Our concerns are not about the moral “rightness” of banning and trying to stop invasive forms of FGC. Quite to the contrary. If we want to put an end to these practices worldwide, we need to address, both conceptually and empirically, the real-life consequences of the inconsistencies of policies that justify certain genital modifications to the exclusion of others based on gender, race and ethnicity.

Before the thriving success of genital cosmetic surgery, the Western imperialism tag of the FGM campaign was rebuffed with the argument that the concern was the bodily integrity and human rights of all women. Yet, the inconsistencies and empirical challenges mentioned in this paper suggest that unfortunately race and ethnicity are benchmarks within the zero-tolerance policy for determining whether a bodily practice is a “mutilation” or a cosmetic procedure. Earp and Johnsdotter [56] recently wrote “the WHO appears to be engaged in highly selective condemnation of only non-Western, female-only genital cutting, irrespective of harm, consent, or the comparability of the cutting to other medically unnecessary practices”.

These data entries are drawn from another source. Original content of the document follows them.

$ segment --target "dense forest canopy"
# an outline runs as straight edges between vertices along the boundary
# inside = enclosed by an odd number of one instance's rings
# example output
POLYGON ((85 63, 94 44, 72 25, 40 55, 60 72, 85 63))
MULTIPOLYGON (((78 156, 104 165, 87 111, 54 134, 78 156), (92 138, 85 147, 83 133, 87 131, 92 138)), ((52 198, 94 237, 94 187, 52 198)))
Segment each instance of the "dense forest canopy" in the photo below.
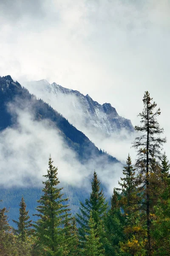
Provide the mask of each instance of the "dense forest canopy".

The condemnation of some genital modification practices and the acceptance, or even legitimation, of others lead to the question: what could be an acceptable baseline for determining the (in)tolerance towards bodily practices: consent, age, health consequences, or gender? To this question, a consortium of 91 scholars from various disciplines and countriesFootnote 14—known as the Brussels Collaboration on Bodily Integrity [57] since the idea emerged during the symposium—responded that the respect for the bodily integrity of all children can be a non-discriminatory basis to avoid medically unnecessary genital modification practices on minors. What this collaboration further demonstrates is that a large group of experts with different scientific interests—whether specialists in FGC, genital cosmetic surgery, male circumcision or intersex surgeries—are able to collaborate in order to try to reach consensus. This interdisciplinary collaboration thus set an encouraging step towards building bridges between stakeholders and academics.

This introductory chapter and the overall discussion in this special issue shows that what might have been perceived as mere “academic pursuits” and “philosophical thoughts” about the double standard in FGC and other genital modification practices are also the reflection of concrete dilemmas for professionals in the field that need to be addressed and researched.